|In time, all gravestones will be forgotten. |
Yet, given the immortal nature of his writing,
I'm sure James Herriot's grave would be well cared-for,
had he desired to be buried.
The priest who introduced me to the work of Charles Williams told me several times that he had a photograph to show me. We had journeyed through Descent Into Hell together, one of Williams’ later novels, and I found so many aspects of the novel that were thought provoking and inspirational. I later read another of Williams’ novels, and two books about his life, and those were also meaningful experiences. Finally, I visited the priest in his office one weekday, and he showed me a photograph of the gravestone he had visited in Oxford. I stared at the great author’s name, etched into the stone, and felt…nothing.
In “The Proper Role of Fiction” and “The ‘Hunter’ of My Memories” I spoke about the death of my father. I haven’t visited his grave many times in the last two decades (largely because I live so far away now), but when I’ve stood over his gravestone, my physical nearness to his mortal body evoked memories of the special times we had shared. I felt his presence there in a way I didn’t feel at home, or for that matter, anywhere else.
For a long time now, James Herriot has been a part of my life. The characters portrayed in the TV show “All Creatures Great and Small” live in my mind, feed my imagination, and occasionally, even inhabit my dreams. I only started reading his books this year, but his flowing prose, the way he disguises people, events, and places, and the way he shapes incidents into chapters that could also function as stand-alone stories, soon held me entranced. As an aspiring writer, I’ve never really understood what makes short fiction tick. Yet his writing is beautiful, conversational, and structurally sound. If I could, I’d dearly love to replicate his style and form in my own writing career.

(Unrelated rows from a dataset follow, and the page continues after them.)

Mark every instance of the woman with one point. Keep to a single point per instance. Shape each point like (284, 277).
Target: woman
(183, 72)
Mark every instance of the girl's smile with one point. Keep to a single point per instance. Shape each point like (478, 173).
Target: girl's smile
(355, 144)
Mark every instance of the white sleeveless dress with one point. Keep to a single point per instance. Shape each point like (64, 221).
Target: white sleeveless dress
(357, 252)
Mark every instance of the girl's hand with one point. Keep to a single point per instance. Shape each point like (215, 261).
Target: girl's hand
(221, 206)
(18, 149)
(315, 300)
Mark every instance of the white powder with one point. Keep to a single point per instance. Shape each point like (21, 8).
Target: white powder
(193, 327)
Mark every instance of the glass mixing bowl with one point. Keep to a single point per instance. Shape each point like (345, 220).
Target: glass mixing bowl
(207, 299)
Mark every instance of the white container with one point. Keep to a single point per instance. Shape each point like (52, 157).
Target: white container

As I’ve fallen in love with him as a storyteller, I enjoyed exploring the city of Thirsk, and the places that he loved so much. Yet I found myself wishing for something more: to visit his grave. This was impossible, as he was not buried, but cremated, and his ashes scattered to the winds.

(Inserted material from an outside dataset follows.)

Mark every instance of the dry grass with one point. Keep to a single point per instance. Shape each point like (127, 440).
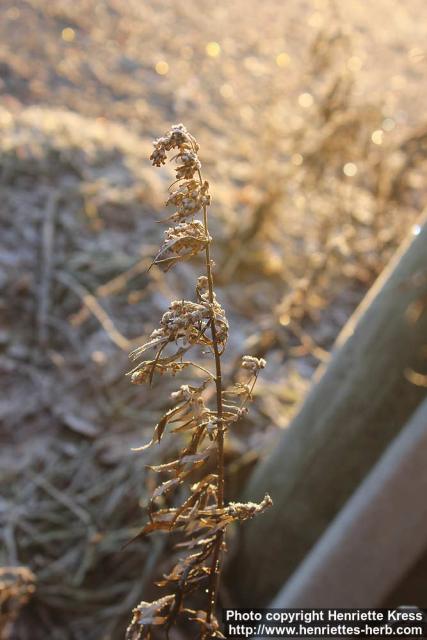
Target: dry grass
(298, 243)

Cremation is foreign to my family traditions, even though, in many ways, it seems a logical choice. Why bury a body in the ground? It only takes up land that could be used far more profitably in other ways. If my father had been cremated, and his ashes placed in a container, I could visit my father, so to speak, every time I visit my mother. Alf Wight (who wrote under the pseudonym of James Herriot) had a perfect right to be cremated, and for his ashes to be scattered over his beloved Yorkshire, if that was what he wished. Yet, when one becomes a public figure, someone beloved by thousands or even millions, shouldn’t one consider the thoughts and feelings of all those who might someday wish to visit one’s final resting place?

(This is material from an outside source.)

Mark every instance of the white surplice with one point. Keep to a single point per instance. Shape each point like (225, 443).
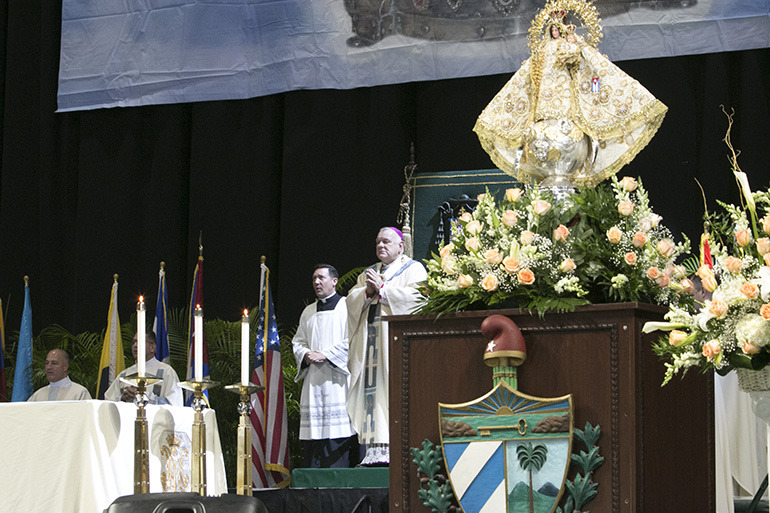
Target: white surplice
(323, 411)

I know I am not alone in this. A quick Internet search reveals similar stories of people who visited the places James Herriot lived. Like me, they also sought the place where his ashes were scattered. Although reports vary, most point to a particular ridge in the North York Moors, one he called “The Finest View in England.” So, before we left Thirsk to continue our exploration of Yorkshire, we had another reason to visit this nearby national park. I didn’t know what I would find there, or what I would feel when I visited this particular area. I just knew I had to make the pilgrimage.